Biranne sat up again. He said, “It’s true that he killed Claudia and that I saw it happen. It’s also true that he was jealous of me and Claudia. It’s not true that I tried to blackmail him, at least not exactly true.”

“What do you mean by ‘not exactly’?”

“I’m afraid I don’t come very well out of this.”

“Never mind how you come out of it. Tell me the truth.”

“You see, I wanted Judy McGrath.”

“And since you had this hold over Radeechy—?”

“I never intended to use the hold, I never even hinted at it. It was a matter of what Radeechy decided to think. I wanted to get Judy away from him, right away, and I must have made this pretty clear, and he chose to imagine he was being threatened.”

“And you let him imagine?”

“I suppose so—”

“And when was this happening?”

“My take-over bid? Two or three months ago. Not just after—”

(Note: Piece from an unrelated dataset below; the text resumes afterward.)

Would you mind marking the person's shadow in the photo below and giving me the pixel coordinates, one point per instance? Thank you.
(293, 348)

“Quite. And is what is given here in your view the whole explanation of his suicide?”

“Yes. At least, what is a whole explanation? There’s no other secret, no other particular key. But he was a weird man who lived in a perpetual condition of fear and anxiety. I think he did half believe he was communing with spirits and he was afraid of them.”

“Did he love his wife?”

“Yes, I think so. But please believe me that I didn’t realise this at the start.”

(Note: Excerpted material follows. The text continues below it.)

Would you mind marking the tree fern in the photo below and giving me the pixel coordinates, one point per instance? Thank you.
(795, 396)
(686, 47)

“Did you go to bed with Mrs Radeechy?”

“Yes.”

“Was she a very unhappy woman?”

“No, not really, not till the end anyway. I didn’t understand
this to begin with either. I took a conventional view of the thing. Claudia looked like a deserted wife. Radeechy had quite a harem of necromantic girl friends, at least he had until Judy turned up and made him sack the rest. I think Radeechy fell properly for Judy—and this did hurt Claudia. She’d tolerated the others, safety in numbers and so on, but this was serious. I think this was what made her ready to flirt with me, and then I just rather took her by storm. It was unexpected. I didn’t do it in cold blood. I was amazed by the degree of Radeechy’s jealousy. I didn’t think he’d care that much.”

“How did you first meet Claudia, anyway?”

“Through one of Judy’s predecessors. Claudia came to this girl’s place to see if she could find out something about Judy, that is after she’d started to fret about her. And I, well, happened to be there.”

“I see. So Radeechy was jealous and he told you to clear out?”

“Yes. And perhaps I ought to have done. But I somehow felt I had to stand up to him for Claudia’s sake. I
liked
Claudia, she was somebody. And it was all getting pretty muddled by this time. I told him he didn’t deserve her. And he didn’t. Those other girls, you know, he didn’t fuck them, not even Judy, he didn’t beat them either. He was a weirdie all right.”